Crisis, what crisis?

Like all transitions in the past, the country is abuzz with rumours about the imminent death of the economy if a holding action is not taken by placing some unelectable experts in the corridors of power by you know who. While the crisis stories have been blown out of all proportions, the failure to appreciate the changing political dynamic is astounding.

For the first time in the country’s history, a prime minister has been disqualified, a demonstration that the courts are functioning. There are no signs of an implosion in the ruling party. It wasted no time in choosing another parliamentary leader to ensure the continuity of governance.

Except one, all parties have pledged to complete the normal parliamentary cycle. The exception is calling for early election as a political ploy. By all accounts, however, this party is also preparing for elections next year. It is encouraging to see that the political parties are also functioning. The relatively better functioning of security institutions has never been in doubt. Their worries about the economy and the rubbishing of any technocracy to fix it is good for democracy. True, the Soviet Union collapsed when its economy fell apart, but the collapse of the economy resulted from its arms race with the United States.

Mounting external debt and the weakening ability to service in view of a high current account deficit is seen as the most serious threat. Total external debt and liabilities declined every year from 31.2 per cent of GDP in 2011 until 2015 when it was 24.1 per cent. It rose again to 26.1 per cent in 2016 and 27.3 per cent in 2017.

There was a spike in the last quarter of 2017 due to CPEC-related borrowing that seems to have continued in the first quarter of 2018. But it is still less than the debt burden threshold of 30 per cent defined in the IMF-World Bank debt sustainability framework for countries with weak policy performance. Debt servicing as a ratio of foreign exchange earnings from exports and remittances has increased, but the short-term debt as a proportion of State Bank reserves has also decreased.
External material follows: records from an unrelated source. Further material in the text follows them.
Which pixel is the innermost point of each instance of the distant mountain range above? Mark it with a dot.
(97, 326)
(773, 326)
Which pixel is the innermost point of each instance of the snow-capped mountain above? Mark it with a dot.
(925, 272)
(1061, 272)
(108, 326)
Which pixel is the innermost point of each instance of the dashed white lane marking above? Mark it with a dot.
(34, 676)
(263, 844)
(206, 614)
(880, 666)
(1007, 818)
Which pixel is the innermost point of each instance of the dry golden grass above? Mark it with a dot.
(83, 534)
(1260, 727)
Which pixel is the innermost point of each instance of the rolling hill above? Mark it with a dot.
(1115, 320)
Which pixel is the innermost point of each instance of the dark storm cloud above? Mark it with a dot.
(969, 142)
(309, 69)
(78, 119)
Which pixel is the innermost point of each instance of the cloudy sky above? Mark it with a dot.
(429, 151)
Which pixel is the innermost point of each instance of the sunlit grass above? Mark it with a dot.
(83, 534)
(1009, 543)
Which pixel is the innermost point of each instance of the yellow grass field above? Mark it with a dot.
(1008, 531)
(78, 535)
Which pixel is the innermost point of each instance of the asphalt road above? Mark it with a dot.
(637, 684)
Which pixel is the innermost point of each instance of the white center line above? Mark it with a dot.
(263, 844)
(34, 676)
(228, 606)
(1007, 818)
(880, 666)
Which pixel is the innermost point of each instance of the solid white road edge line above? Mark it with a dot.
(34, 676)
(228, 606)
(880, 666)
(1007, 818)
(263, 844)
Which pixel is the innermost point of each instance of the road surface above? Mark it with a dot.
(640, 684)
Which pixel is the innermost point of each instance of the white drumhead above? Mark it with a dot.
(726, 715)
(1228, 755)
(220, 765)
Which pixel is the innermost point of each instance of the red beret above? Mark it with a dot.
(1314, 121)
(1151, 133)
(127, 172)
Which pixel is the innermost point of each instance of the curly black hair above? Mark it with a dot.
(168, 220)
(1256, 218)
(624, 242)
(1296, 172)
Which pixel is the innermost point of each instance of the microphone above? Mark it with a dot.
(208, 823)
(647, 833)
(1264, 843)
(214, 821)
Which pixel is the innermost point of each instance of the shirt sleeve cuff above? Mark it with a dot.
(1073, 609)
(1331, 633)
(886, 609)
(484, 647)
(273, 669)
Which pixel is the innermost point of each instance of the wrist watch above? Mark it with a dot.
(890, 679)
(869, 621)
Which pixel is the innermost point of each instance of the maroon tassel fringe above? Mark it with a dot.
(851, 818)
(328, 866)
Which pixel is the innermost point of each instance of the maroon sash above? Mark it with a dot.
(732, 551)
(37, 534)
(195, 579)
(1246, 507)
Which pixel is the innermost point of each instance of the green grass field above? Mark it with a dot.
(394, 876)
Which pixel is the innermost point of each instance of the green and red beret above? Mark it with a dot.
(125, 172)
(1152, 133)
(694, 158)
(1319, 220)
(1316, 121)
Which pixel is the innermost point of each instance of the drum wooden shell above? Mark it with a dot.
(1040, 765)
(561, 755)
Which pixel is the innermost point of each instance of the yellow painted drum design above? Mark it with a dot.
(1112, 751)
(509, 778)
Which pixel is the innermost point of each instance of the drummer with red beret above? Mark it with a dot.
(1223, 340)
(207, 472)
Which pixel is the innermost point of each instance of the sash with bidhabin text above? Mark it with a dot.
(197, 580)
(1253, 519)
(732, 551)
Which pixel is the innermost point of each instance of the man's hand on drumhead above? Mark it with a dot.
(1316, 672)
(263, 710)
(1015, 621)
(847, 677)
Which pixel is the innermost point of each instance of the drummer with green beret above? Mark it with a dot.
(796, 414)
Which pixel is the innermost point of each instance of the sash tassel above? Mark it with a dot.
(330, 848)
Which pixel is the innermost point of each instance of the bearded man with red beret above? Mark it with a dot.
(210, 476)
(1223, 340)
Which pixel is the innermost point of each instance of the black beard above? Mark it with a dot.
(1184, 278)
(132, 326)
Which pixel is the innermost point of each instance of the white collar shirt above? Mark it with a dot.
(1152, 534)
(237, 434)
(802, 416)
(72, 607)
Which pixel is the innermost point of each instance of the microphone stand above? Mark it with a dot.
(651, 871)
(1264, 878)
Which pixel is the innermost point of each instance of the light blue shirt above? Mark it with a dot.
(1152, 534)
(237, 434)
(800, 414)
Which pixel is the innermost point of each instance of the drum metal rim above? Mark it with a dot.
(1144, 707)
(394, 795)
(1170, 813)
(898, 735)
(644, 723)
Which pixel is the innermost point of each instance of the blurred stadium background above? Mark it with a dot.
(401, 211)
More important, the recent borrowing is investment related and the surge in imports is also due to investment goods. Such debt creates its own repaying capacity. Around 65 per cent of total debt and liabilities are domestic. It is a burden, but qualitatively different from the external debt in that we owe it to ourselves.

The state of the economy need not be confused with the personal state of the finance minister. In spite of him, the economic institutions of the state are functioning. There are signs of the economy coming out of the low growth trap. In the first quarter of the current fiscal year, exports have increased by 10.8 per cent. Import growth is still high due now to higher import of capital equipment.

The recent announcement of regulatory duties on non-essential imports and the export package will improve the trade balance further. Remittances fell in July, increased in August, but fell again in September. It is too early to read a downtrend here. Foreign direct investment increased by over 56 per cent. Reserves with the State Bank on October 6 were $13.8 billion, with another $5.9 billion with banks. At 3.9 per cent in September, inflation is still manageable. Instead of rushing to the IMF, the focus should be on agricultural and industrial policies to accelerate growth.

This time it is the polity, not the economy, stupid! All institutions of the state and society have to be watchful about the unintended consequences of their actions.

Published in The Express Tribune, October 20th, 2017.